13 of Today's Hottest Tech Skills
Highlights of the most in-demand skills and their growth over the past year.
A new report released by IT employment services provider Dice.com suggests that tech workers have every reason to be optimistic about the job outlook for 2011. For many it might mean relocating to a different area or acquiring new skills. But the fact is tens of thousands of jobs are open and waiting to be filled, and those numbers are expected to go even higher in the coming year.
I spoke last week with Dice Senior Vice President Tom Silver, who noted that the tech unemployment rate, currently at 5.3 percent according to the Bureau of Labor Statistics, continues to be significantly lower than the overall unemployment rate. While he noted that that's still a high number if you're among that 5.3 percent, overall, the outlook is positive.

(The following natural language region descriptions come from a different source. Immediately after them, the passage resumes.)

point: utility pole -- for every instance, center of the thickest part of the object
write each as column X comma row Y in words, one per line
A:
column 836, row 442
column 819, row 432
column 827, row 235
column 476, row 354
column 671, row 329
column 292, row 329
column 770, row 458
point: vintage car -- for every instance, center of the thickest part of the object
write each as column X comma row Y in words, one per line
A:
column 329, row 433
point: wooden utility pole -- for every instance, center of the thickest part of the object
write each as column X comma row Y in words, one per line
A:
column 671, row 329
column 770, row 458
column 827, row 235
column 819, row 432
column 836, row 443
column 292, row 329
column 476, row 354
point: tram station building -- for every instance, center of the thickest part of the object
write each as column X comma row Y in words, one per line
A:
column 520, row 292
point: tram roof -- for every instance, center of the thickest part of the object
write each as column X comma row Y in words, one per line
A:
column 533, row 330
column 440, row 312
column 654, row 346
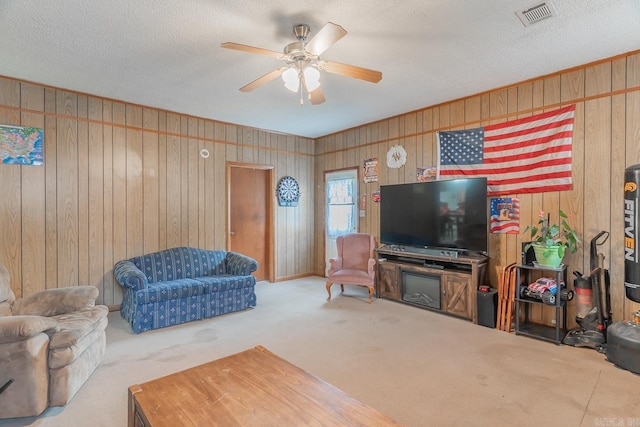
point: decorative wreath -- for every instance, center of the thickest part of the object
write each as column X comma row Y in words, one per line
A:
column 288, row 191
column 396, row 156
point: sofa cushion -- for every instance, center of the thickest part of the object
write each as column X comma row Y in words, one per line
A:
column 62, row 356
column 52, row 302
column 19, row 328
column 75, row 326
column 180, row 263
column 175, row 289
column 224, row 283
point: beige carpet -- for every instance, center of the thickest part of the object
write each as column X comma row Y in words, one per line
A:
column 419, row 367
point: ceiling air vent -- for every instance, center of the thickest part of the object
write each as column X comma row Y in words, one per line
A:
column 536, row 13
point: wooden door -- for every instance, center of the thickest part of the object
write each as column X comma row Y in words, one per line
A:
column 249, row 225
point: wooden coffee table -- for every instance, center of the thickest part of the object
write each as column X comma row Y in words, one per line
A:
column 251, row 388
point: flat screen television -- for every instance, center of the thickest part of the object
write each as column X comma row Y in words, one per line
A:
column 448, row 214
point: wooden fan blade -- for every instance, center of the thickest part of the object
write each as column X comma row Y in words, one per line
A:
column 351, row 71
column 316, row 96
column 262, row 80
column 252, row 49
column 325, row 38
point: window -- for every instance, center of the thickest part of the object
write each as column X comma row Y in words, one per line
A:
column 341, row 207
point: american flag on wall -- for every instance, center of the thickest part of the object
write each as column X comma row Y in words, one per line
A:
column 505, row 215
column 528, row 155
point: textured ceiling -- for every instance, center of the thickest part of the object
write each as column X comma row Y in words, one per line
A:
column 166, row 53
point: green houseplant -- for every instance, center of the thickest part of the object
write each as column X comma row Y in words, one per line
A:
column 550, row 241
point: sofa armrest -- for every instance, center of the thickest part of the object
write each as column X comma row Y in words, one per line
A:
column 130, row 276
column 239, row 264
column 52, row 302
column 20, row 328
column 335, row 264
column 372, row 265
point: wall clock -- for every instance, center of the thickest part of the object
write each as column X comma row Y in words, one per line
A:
column 288, row 191
column 396, row 156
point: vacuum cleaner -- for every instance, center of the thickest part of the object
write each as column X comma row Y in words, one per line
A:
column 623, row 338
column 593, row 314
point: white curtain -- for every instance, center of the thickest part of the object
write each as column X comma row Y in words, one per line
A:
column 340, row 206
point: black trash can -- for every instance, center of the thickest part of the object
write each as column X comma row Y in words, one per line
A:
column 488, row 308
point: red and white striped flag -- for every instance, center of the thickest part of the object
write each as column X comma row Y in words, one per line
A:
column 528, row 155
column 505, row 215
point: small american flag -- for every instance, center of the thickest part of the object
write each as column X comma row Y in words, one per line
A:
column 528, row 155
column 505, row 215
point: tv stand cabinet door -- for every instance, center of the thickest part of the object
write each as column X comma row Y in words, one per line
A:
column 456, row 292
column 388, row 282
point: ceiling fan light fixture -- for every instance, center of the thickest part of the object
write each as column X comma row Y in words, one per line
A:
column 290, row 79
column 311, row 78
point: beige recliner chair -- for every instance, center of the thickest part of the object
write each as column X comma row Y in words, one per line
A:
column 50, row 343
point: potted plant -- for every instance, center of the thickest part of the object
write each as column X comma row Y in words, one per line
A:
column 550, row 241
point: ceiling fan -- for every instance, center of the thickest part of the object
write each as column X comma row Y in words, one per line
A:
column 301, row 71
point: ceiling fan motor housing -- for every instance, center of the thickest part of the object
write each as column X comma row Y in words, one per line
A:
column 301, row 31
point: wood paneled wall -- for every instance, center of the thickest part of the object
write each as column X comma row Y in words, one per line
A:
column 120, row 180
column 606, row 140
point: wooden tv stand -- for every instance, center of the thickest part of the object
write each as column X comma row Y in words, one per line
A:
column 460, row 276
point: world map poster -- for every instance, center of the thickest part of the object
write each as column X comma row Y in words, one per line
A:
column 21, row 145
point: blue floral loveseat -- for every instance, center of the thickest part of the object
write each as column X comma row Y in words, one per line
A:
column 183, row 284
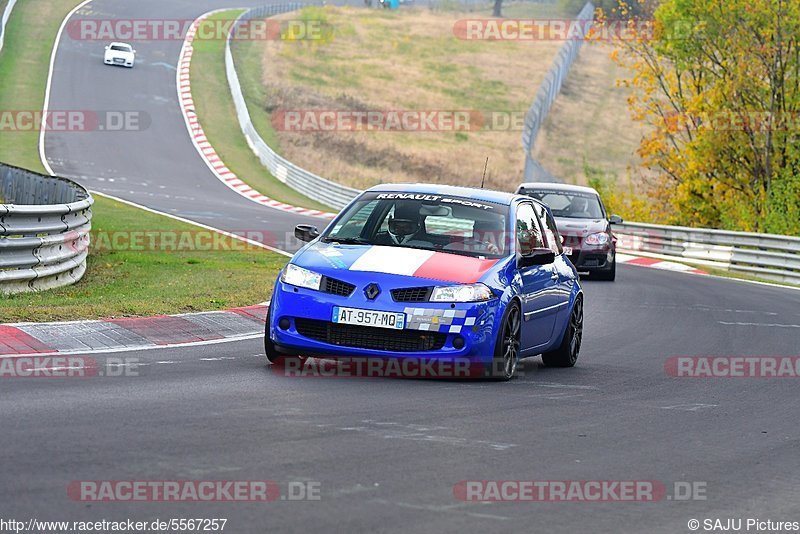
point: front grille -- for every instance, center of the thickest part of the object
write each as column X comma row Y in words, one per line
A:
column 412, row 294
column 366, row 337
column 337, row 287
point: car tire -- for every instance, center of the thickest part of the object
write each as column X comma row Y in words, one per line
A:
column 273, row 356
column 506, row 348
column 608, row 275
column 567, row 353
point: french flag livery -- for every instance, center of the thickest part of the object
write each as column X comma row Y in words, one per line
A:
column 429, row 273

What we're hearing from employers is their budgets are growing, so the outlook for skilled tech pros in improving. Large corporations tended to lag a little bit in 2010. A lot of the hiring was driven by small- to mid-size corporations, and big companies are a little bit slower. What we're hearing from our customers today, particularly our larger ones, is that they may jump back a little more aggressively in 2011 than they did in 2010. I think that bodes well for tech pros, and I do believe that that unemployed number will improve over the course of the year.
Tech job postings on Dice are growing at 40 percent year over year, and some skills categories are growing at over twice that rate. Not surprisingly, the skills area that's growing the fastest is cloud computing, which is up nearly 300 percent to 1,300 job listings. Silver noted that even with that exponential growth, the demand for cloud computing skills won't approach that for high-demand skills like Java programming, HTML and Oracle database expertise in the foreseeable future. But he said the cloud phenomenon is clearly having an impact on the tech job market:
I think what happens with something like this is it typically starts with a company's IT department. Generally it's a CIO or CTO who realizes that they've got to put more data up in the cloud-that tends to be where data management initiatives start. Oftentimes [they turn to] a vendor or a consulting firm, because that's the way a company can get the quickest jump on it. Then as companies realize they need to develop the expertise in-house, that typically will follow. The IT managers and directors will look for individuals within their departments to help manage it and learn the new skill set. We've always been a big believer that there's no substitute for on-the-job experience. And as tech workers see their companies moving more and more data to the cloud, I would suggest that they go in and raise their hand, and suggest that they want to learn the skills and do whatever they can to become familiar with cloud management.